This discussion is based on the primary source documents found in Chapters 10 and 11 of the Constructing the American Past textbook (linked in the left hand menu), which explore the Great Depression and Second World War. The 1930s and 1940s were a difficult time in America, and these documents provide insight into the experiences of everyday Americans and how they viewed theses crises. Chapter 10 provides first-hand accounts in the form of letters to political leaders (Documents 1 and 11) as well as images, interviews, and memoirs that reveal the differing experiences of the working class, women, and African Americans. Through careful reading of these documents you begin to gain insight into how Americans viewed and sought to survive the Depression. Similarly, Chapter 11 exposes the contradictions in the United States’ war efforts. The documents reflect the lofty idealism of America’s conceptualization of the Second World War as “Good War” fought to preserve freedom and democracy and the limitations of that freedom for minorities on the home front. Indeed, Documents 1 and 2 present a much different picture of America than Documents 5, 6, 8, 9 and 11. In both chapters, the documents help to reveal how one’s race, class, and gender impacts their daily life, particularly during a time of crisis. As you make your posts, it is important that you refer to specific documents from Chapter 10 and 11 of Constructing the American Past (citing document numbers and authors) to help support and explain your views. The most successful discussion posts engage with the perspectives provided by these historical authors as a foundation for critical analysis of the past.
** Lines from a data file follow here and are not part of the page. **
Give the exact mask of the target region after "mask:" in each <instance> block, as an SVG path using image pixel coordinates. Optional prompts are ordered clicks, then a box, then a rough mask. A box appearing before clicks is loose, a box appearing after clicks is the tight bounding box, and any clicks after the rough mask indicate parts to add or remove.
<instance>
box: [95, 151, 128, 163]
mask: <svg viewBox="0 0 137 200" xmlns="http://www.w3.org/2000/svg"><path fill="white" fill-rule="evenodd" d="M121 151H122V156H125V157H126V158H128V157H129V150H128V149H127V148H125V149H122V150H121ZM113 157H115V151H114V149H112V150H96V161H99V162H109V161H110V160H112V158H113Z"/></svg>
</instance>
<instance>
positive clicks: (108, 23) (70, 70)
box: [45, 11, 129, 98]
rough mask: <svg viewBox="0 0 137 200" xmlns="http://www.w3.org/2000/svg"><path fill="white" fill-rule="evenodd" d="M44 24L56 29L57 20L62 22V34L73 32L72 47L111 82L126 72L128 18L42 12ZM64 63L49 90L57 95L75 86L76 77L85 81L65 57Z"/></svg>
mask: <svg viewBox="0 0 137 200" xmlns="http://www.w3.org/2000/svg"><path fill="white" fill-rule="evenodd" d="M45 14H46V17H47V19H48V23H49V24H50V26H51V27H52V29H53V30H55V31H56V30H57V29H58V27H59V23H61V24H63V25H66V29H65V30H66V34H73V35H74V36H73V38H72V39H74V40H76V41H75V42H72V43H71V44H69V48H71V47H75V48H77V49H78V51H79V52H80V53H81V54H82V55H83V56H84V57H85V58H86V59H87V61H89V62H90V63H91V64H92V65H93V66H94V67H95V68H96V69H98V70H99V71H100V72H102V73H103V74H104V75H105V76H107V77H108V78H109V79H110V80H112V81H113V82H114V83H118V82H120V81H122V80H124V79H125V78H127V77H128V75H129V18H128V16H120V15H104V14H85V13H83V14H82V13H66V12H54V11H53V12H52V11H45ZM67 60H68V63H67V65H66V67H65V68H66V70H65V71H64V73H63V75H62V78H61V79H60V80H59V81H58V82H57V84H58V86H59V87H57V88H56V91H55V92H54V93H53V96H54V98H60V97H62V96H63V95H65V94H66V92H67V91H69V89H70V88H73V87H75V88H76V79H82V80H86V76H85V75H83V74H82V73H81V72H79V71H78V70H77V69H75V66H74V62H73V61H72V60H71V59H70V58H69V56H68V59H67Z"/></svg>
Discussion Prompts (choose one of the following)
- What effects did the Great Depression have on people’s daily lives? Consider the differences in how it affected women and African Americans compared to others. What do the letters written to Franklin and Eleanor Roosevelt reveal about the Depression and how Americans viewed the crisis? Do you see evidence that it affected women or African Americans different from other groups of people? You must include specific examples from the documents as evidence to support your views.
- Documents 1, 2 and 4 in Chapter 11 of Constructing the American Past suggest that the Second World War was fought to preserve freedom and democracy around the world, however, many Americans lacked freedom and equality at home. How do you reconcile Roosevelt and Churchill’s rhetoric and the glossy images produced by Norman Rockwell that extol the Second World War as a “good war” to preserve the “Four Freedoms” with the lived reality of American minorities during the war? What arguments did Americans make to justify Japanese Internment? Do you consider the limitations of freedoms minorities experienced on the home front a necessary evil? You must include specific examples from the documents as evidence to support your views.
- What do the documents in Chapter 10 and 11 of Constructing the American Past reveal about the minority experience in America? What perspectives do these chapters and documents leave out? Are there similarities between what Americans faced during the Great Depression and Second World War and today? Be sure to include specific examples from the documents as evidence to support your views.